Todos los psicólogos de la Defensoría han sufrido síntomas de la enfermedad de Burnout. Así lo documentó un estudio que encargó la Vicepresidencia de la República a la ONG Dos Mundos. “Hemos estado al límite”, cuenta Andrea García, “por eso desarrollamos un programa de intervención y seguimiento psicológico que se complementa con un plan de ejercicio y alimentación”. Se supone que así capotean los peligros de su profesión. El psicólogo Luis Alberto Bonilla es consciente de algunos síntomas: “A veces no puedo dormir, la ansiedad me consume y el cansancio se vuelve extremo. Pueden ser las 10:00 de la mañana de un lunes, después de un domingo de descanso, y yo no hallo la hora de que se termine la semana”.

A Bonilla lo conmovió en demasía la historia de una viuda de un inspector de Policía a punto de pensionarse. Iban a montar un negocio de frutas en Bogotá, pero los ‘paras’ lo mataron en Villavicencio. Ella intentó buscar respuestas, pero sólo consiguió amenazas. Historias así provocan el desvarío. El psicólogo Bonilla cuenta que alguna vez le pidió a una compañera que se retirara del trabajo porque se estaba volviendo demasiado violenta: “La irascibilidad se había apoderado de su genio”.

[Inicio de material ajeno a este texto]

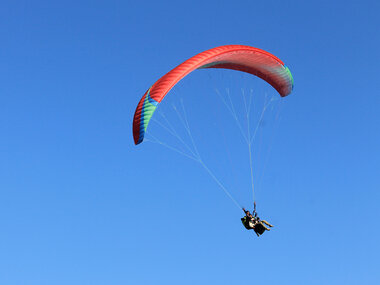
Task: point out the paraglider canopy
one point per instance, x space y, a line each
236 57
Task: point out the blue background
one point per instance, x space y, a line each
80 204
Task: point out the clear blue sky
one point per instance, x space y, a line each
80 204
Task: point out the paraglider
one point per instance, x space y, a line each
253 222
234 57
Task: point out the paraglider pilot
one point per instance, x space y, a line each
253 222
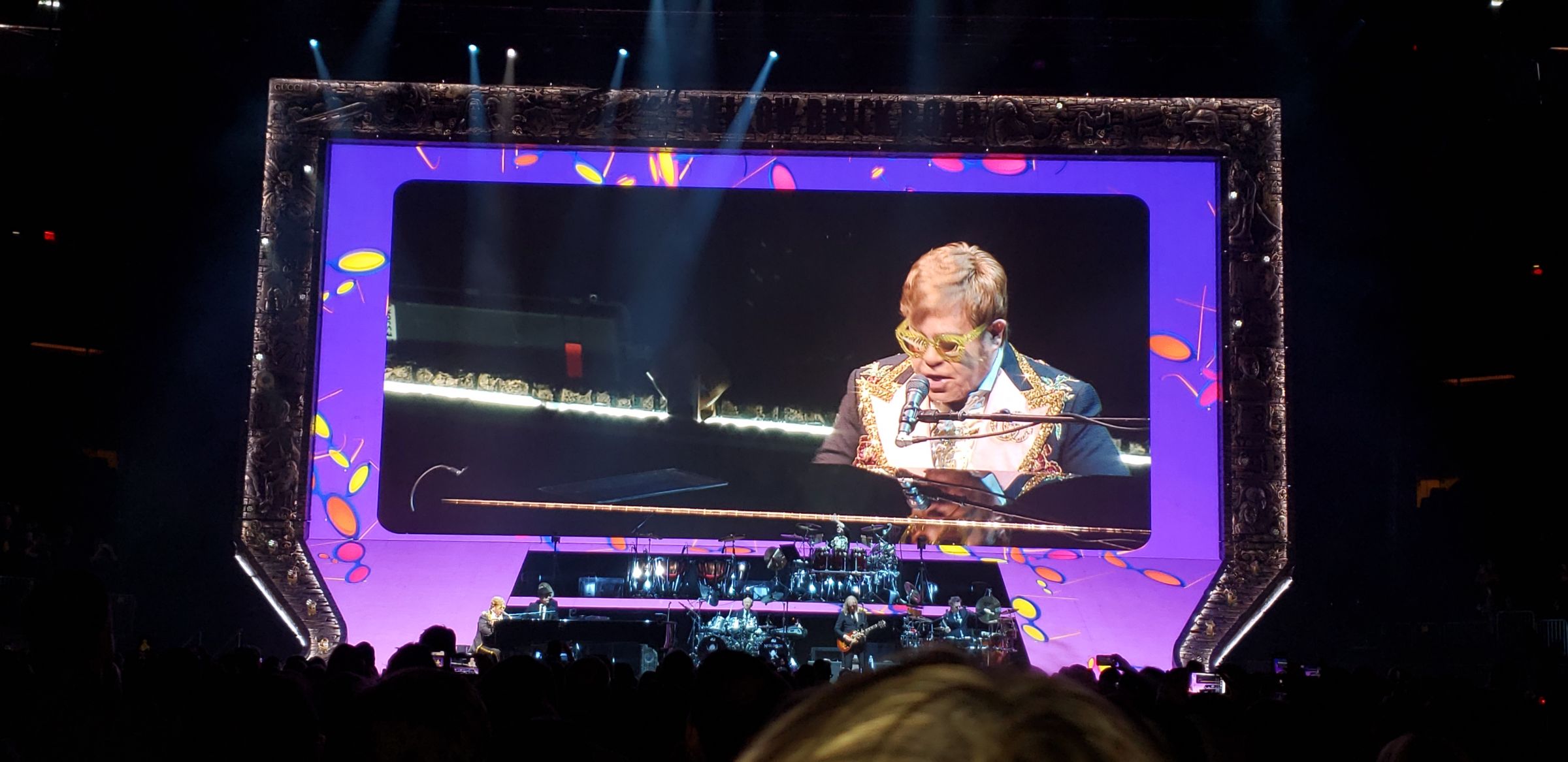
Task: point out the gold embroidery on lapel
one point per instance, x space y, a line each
880 380
1045 397
875 381
1053 396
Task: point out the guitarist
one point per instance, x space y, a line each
851 627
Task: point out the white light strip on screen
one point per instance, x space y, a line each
515 400
1247 626
518 400
772 425
278 607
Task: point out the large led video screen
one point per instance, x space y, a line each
592 347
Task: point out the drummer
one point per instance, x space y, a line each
745 615
955 622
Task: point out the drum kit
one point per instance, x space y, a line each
833 568
994 640
676 576
742 632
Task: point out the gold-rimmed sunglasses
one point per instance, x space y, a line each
949 345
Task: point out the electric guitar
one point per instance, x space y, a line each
857 639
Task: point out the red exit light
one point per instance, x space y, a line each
574 360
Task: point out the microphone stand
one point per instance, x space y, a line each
1023 417
1017 417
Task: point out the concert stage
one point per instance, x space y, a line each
514 311
1070 606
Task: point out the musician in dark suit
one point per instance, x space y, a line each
485 639
955 334
545 607
955 622
852 618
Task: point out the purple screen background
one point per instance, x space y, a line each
1073 604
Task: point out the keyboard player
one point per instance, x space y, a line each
485 639
545 607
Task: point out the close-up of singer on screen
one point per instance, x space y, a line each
958 358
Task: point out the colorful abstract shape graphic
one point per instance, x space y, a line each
1005 163
1170 347
665 168
589 173
949 163
361 261
349 552
338 456
357 480
1153 575
341 513
1049 575
781 178
1162 577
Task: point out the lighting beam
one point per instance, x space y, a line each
1247 626
267 593
320 63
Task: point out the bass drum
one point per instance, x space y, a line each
775 651
712 643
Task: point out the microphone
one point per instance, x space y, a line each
913 397
452 469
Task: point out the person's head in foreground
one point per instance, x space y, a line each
954 308
953 710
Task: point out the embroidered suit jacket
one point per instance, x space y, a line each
868 422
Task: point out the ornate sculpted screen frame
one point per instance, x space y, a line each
1243 134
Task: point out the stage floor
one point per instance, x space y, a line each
1070 604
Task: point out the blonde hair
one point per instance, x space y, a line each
953 710
958 272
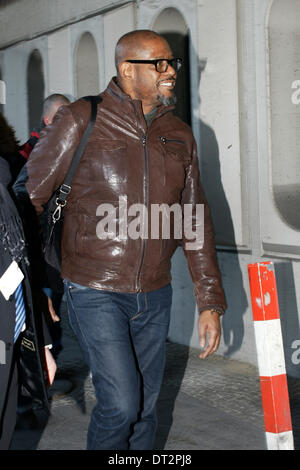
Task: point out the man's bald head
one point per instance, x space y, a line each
132 45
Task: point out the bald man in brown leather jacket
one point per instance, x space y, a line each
117 283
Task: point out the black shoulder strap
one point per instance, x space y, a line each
65 188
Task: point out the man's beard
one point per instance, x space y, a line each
167 101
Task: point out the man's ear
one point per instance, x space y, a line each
126 71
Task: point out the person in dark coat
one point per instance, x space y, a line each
21 357
9 149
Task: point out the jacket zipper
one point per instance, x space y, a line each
144 141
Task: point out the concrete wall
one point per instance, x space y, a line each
231 120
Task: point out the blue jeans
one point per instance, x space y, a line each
123 339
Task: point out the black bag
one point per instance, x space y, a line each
52 217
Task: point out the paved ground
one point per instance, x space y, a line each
209 405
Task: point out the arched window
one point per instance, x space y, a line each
171 24
35 88
284 68
86 67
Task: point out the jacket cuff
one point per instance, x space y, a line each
216 308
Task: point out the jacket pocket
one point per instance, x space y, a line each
107 162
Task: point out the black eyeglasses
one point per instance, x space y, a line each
161 65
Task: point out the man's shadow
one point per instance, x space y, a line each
184 322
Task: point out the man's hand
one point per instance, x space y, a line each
52 312
50 365
209 324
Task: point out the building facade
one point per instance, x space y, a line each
240 92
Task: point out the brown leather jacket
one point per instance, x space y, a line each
123 157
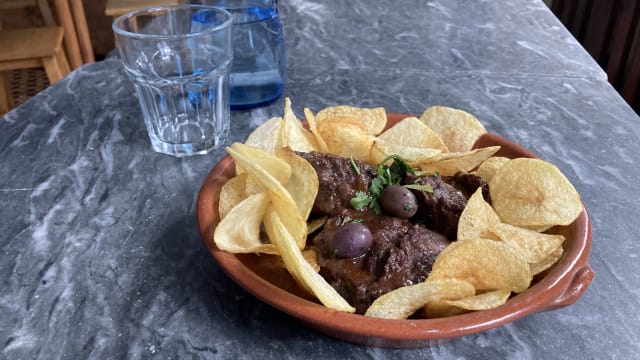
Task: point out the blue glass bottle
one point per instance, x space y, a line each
259 66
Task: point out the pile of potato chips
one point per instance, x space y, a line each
499 247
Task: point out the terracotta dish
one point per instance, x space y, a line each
559 286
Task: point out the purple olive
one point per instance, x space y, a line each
399 201
351 240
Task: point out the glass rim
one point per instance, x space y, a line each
121 32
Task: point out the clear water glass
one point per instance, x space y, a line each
180 69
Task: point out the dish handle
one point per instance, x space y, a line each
575 288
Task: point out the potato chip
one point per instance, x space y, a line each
299 268
374 120
489 167
303 183
382 149
437 309
309 254
535 246
266 136
458 129
546 263
414 133
484 301
239 231
313 127
448 164
295 135
486 264
281 199
477 219
531 192
232 193
346 136
403 302
277 167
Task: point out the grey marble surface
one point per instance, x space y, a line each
100 255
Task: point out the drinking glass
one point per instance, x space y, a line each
179 65
259 62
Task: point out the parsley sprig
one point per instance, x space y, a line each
388 175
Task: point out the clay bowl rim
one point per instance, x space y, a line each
560 286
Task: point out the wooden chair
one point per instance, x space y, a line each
30 48
610 31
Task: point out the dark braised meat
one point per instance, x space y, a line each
339 181
469 183
402 254
439 210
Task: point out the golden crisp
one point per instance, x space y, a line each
487 264
534 193
477 219
403 302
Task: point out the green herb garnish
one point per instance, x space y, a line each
388 175
354 166
361 200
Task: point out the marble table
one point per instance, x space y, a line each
100 255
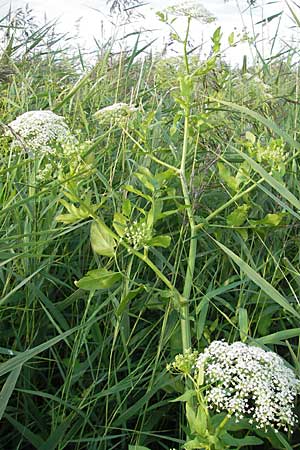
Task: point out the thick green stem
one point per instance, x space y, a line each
185 321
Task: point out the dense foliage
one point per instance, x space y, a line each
182 209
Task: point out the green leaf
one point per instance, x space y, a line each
159 241
119 224
276 338
197 443
137 447
25 356
270 220
250 137
98 279
278 186
227 177
127 298
186 397
259 280
238 216
137 192
8 388
243 324
126 207
197 421
243 442
101 241
267 122
231 39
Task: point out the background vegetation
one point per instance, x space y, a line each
85 368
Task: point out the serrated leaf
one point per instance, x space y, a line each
197 443
159 241
250 137
98 279
227 177
238 216
127 298
119 224
126 207
101 241
186 397
66 218
270 220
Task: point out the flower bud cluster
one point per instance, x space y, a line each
138 234
117 113
193 9
249 382
38 132
184 363
273 154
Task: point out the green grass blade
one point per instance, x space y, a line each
8 388
23 357
259 281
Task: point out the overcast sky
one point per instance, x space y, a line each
91 19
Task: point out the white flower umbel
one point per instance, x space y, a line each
38 132
192 9
138 234
249 382
118 112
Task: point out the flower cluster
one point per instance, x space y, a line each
192 9
249 382
138 234
184 363
117 113
38 132
273 154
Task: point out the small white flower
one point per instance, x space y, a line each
37 132
192 9
249 382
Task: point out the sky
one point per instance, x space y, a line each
90 19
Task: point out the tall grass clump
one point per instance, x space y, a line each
149 247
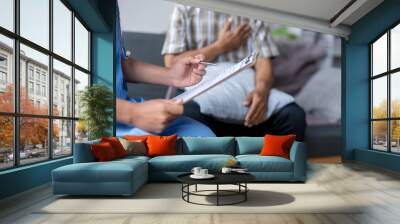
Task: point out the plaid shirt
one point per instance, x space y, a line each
193 28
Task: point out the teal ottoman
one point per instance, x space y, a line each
118 177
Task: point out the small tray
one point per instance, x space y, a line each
208 176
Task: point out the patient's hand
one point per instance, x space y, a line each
187 71
257 103
155 115
228 40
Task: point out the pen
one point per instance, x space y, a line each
207 63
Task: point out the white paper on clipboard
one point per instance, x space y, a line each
229 72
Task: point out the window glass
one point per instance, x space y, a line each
395 47
81 45
81 131
81 82
62 91
6 142
379 135
7 14
395 95
6 74
379 98
33 140
39 61
395 136
34 19
62 137
62 29
379 56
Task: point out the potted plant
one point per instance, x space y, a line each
96 103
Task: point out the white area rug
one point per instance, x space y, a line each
166 198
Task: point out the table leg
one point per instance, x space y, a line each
245 193
217 194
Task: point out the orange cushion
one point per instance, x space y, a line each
277 145
116 145
103 152
161 145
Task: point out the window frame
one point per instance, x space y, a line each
16 115
388 74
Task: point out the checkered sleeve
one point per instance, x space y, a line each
175 40
263 42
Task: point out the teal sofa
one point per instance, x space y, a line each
125 176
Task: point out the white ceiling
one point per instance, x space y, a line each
315 15
320 9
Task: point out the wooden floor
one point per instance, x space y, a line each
378 190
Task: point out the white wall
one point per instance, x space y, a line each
146 16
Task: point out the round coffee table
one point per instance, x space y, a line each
238 179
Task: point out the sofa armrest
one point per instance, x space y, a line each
298 155
83 152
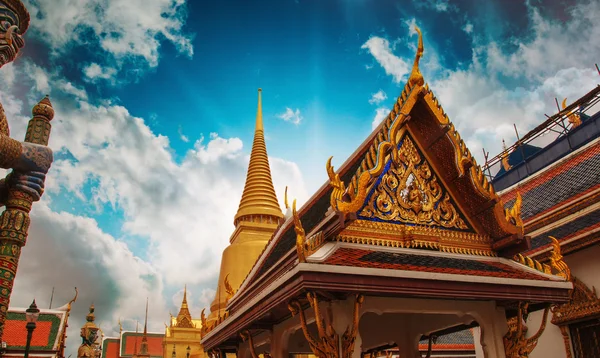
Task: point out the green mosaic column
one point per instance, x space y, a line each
14 221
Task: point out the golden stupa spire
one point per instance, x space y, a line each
259 202
416 78
184 317
144 345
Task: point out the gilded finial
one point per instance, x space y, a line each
300 234
505 164
416 78
513 215
574 118
73 300
44 109
557 262
228 289
339 188
258 199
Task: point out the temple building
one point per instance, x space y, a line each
407 241
48 339
559 186
182 336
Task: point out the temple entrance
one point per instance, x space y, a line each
586 338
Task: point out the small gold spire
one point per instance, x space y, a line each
505 163
572 117
259 197
416 78
184 317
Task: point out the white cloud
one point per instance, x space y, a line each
291 116
123 29
182 136
380 114
395 66
95 72
378 97
168 206
484 108
468 28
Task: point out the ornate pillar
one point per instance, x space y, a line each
14 221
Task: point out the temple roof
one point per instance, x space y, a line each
410 214
110 348
184 317
46 336
259 194
129 340
49 337
561 201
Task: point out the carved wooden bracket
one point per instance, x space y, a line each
516 343
328 343
584 303
247 336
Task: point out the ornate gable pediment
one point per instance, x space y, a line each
419 172
408 191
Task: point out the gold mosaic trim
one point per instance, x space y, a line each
424 237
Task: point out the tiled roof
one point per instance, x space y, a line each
563 183
570 229
110 348
45 336
558 184
155 343
424 263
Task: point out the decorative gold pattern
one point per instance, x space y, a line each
89 335
327 346
14 221
584 303
573 117
513 215
416 78
557 262
417 236
516 343
300 235
534 264
505 164
409 192
228 289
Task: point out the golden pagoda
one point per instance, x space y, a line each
257 218
183 334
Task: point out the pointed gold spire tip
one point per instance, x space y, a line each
259 199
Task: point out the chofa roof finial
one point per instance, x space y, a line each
416 78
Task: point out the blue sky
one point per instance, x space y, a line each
156 102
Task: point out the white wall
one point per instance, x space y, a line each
586 267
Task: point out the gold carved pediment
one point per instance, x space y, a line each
409 192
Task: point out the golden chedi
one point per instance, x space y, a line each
257 218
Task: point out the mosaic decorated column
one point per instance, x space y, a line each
30 160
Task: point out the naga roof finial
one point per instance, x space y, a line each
416 78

Con el fin de evitar estados violentos o de locura, a cada psicólogo de las 26 regionales de la Defensoría le han entregado un manual para contrarrestar el impacto de los calamitosos relatos de las víctimas. Pese a que estos profesionales hacen todo cuanto pueden para aislar la ansiedad que carga cada relato, un miedo sigue latente, uno que los pone en el borde entre la razón y la locura. “El miedo más grande es traspasarles esa ansiedad a nuestros hijos”, dice Andrea García. “Temo como nadie que ellos resulten afectados”.